There are many differences between REPORT_AC and GIS_ACRES. Many of the discrepancies come from the 2000s as well so it is not the fault of the older data. There is less missing data for GIS_ACRES so we will primarily be depending on this. There is the possibility of using REPORT_AC data if GIS_ACRES is missing and vice versa.
C_METHOD
#Collection methods
first_yr_c_method <- fires %>% select(year, c_method) %>%
drop_na() %>% arrange(year) %>% head()
total_c <- table(fires$c_method)
labels <- c("GPS Ground", "GPS Air", "Infared", "Other Imagery",
"Photo Interpretation", "Hand Drawn", "Mixed Collection Tools",
"Unknown")
df <- data.frame(Method = labels, count = as.vector(total_c))
df <- arrange(df, desc(count))


Here we can see the transition of the most frequently used collection method as time goes on.
OBJECTIVE| year | fire_name | gis_acres | cause | objective |
|---|---|---|---|---|
| 2020 | AUGUST COMPLEX FIRES | 1032699.0 | 1 | 1 |
| 2002 | BISCUIT | 501082.0 | 1 | 1 |
| 2018 | RANCH | 410202.5 | 14 | 1 |
| 2020 | SCU COMPLEX | 396399.0 | 1 | 1 |
| 2020 | CREEK | 379882.2 | 14 | 1 |
| year | fire_name | gis_acres | cause | objective |
|---|---|---|---|---|
| 2008 | CLOVER | 15788.590 | 1 | 2 |
| 2008 | TEHIPITE | 11648.092 | 1 | 2 |
| 1977 | FERGUSON | 10421.790 | 1 | 2 |
| 2005 | COMB | 9756.467 | 1 | 2 |
| 2010 | SHEEP COMPLEX | 9021.522 | 1 | 2 |
As we saw previously with the longest lasting fires in recent history most of them originated from wildfires. It is interesting that the cause of the biggest prescribed fires have all been lightning. In fact, there are no prescribed burns that do not originate from lightning in this data set that has GIS_ACRES data.
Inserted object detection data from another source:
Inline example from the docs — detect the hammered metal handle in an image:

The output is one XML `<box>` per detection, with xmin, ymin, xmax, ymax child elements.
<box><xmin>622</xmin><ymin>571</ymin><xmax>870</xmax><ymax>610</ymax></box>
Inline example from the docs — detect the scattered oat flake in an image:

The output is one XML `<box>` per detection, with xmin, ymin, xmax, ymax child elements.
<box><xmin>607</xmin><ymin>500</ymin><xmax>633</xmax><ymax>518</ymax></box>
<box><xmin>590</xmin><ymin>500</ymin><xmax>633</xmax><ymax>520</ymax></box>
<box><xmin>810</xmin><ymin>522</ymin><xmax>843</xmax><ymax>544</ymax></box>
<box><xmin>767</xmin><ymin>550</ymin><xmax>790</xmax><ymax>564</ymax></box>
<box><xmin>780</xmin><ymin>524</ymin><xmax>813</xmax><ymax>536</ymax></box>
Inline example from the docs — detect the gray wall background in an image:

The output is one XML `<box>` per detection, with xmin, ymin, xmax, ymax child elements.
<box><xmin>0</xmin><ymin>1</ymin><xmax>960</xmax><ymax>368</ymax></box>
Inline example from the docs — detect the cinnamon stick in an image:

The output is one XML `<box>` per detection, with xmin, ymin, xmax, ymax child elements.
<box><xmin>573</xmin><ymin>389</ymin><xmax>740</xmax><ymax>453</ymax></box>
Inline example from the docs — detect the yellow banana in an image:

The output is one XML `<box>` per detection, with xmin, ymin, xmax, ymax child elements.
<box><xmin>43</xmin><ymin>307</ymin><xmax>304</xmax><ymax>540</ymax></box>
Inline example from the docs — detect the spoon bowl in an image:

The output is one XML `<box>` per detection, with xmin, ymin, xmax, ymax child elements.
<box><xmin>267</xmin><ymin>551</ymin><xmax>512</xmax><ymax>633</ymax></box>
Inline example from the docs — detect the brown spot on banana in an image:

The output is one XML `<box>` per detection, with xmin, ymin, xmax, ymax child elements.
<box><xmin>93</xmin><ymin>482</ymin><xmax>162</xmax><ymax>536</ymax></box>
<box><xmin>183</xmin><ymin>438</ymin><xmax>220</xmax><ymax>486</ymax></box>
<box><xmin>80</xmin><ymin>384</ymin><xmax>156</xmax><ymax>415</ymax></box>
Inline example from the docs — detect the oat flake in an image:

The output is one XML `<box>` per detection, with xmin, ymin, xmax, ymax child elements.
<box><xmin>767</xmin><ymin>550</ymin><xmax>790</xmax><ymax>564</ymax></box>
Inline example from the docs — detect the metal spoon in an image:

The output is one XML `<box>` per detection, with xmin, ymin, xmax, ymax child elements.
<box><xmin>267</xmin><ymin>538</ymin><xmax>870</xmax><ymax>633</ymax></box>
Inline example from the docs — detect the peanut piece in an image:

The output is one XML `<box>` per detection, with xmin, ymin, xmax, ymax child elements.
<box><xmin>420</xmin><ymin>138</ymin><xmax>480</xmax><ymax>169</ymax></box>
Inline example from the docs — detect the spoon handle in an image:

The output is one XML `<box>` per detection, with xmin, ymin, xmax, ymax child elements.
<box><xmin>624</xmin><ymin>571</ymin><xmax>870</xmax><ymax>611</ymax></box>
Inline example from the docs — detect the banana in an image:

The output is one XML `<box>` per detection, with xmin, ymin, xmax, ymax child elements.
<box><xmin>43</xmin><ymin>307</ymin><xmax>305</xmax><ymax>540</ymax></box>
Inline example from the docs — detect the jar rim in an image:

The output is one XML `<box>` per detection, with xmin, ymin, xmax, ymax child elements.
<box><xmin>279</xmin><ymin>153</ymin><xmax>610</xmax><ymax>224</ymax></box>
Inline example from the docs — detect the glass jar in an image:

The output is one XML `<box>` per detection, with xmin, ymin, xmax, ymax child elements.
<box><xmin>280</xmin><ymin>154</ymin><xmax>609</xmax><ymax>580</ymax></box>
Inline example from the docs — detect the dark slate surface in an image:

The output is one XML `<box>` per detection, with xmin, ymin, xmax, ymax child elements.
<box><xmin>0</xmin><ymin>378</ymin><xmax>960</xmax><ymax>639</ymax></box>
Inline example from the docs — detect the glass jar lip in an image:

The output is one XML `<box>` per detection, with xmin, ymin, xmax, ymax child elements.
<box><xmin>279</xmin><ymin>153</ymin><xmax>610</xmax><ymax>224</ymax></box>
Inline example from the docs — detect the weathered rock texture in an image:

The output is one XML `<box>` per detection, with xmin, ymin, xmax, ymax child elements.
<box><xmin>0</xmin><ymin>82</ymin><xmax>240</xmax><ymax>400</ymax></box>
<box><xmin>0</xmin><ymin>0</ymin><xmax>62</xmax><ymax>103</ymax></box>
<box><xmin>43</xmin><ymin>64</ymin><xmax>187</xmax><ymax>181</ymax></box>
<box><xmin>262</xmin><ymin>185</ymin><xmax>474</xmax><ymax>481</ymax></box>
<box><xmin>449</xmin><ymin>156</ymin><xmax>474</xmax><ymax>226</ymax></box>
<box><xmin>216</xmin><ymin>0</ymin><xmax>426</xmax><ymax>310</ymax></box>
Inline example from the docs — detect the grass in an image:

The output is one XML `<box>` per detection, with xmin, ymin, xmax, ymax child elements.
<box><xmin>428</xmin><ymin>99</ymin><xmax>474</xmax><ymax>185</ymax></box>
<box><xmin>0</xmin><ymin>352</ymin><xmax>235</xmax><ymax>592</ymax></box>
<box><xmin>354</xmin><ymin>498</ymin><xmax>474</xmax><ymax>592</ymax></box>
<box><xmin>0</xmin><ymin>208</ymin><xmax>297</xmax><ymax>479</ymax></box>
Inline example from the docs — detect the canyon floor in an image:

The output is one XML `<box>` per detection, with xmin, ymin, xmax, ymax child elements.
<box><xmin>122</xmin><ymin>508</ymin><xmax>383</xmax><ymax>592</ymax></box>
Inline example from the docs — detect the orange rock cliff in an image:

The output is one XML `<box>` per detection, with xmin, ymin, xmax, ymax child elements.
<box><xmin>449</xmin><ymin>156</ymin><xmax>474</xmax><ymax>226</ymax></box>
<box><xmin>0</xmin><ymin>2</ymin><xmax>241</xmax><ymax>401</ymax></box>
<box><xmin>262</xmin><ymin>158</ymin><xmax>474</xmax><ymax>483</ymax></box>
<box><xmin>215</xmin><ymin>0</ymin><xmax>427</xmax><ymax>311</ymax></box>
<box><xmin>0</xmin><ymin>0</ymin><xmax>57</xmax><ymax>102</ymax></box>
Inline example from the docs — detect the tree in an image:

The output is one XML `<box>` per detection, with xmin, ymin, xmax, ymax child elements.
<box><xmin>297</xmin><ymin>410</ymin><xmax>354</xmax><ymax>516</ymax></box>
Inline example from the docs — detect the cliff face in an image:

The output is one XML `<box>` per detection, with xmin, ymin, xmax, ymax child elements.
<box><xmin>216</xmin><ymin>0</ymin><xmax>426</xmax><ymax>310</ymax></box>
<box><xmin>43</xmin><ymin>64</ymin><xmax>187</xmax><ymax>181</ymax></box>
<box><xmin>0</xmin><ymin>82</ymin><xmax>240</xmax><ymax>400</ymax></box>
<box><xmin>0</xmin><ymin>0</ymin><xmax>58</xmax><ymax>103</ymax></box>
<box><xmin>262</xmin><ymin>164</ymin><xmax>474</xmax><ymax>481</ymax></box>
The number of acres burned in prescribed burns has never been lower until this last decade. At the same time, California has experienced some of the worst fires in the last decade. While correlation does not prove causation, poor fire management in the off season may explain the recent surge in fires.
# Number of acres burned 2010-2020
decade_fires <- fires %>% select(year, gis_acres) %>%
filter(year >= "2010" & !is.na(gis_acres))
decade_fires_sum <- decade_fires %>% group_by(year) %>%
summarise(gis_acres = sum(gis_acres))
decade_fires_sum$gis_acres <- as.integer(decade_fires_sum$gis_acres)
ggplot(decade_fires_sum, aes(x=year, y=gis_acres)) +
geom_bar(stat="identity", fill="gray70") +
geom_text(aes(label=gis_acres)) +
xlab("Years") + ylab("Acres Burned") +
ggtitle("Number of Acres Burned 2010-2020")





Arson does not have much statistical analysis, it is just surprising how much land is burned every year due to this crime.






The biggest discovery is that the number of prescribed burns has never been lower from 2010-2020 in recent California Fire History. This may be cause for why we have seen such a big spike in fires in recent history. Also, R’s ggplot makes it extremely difficult to customize your graph.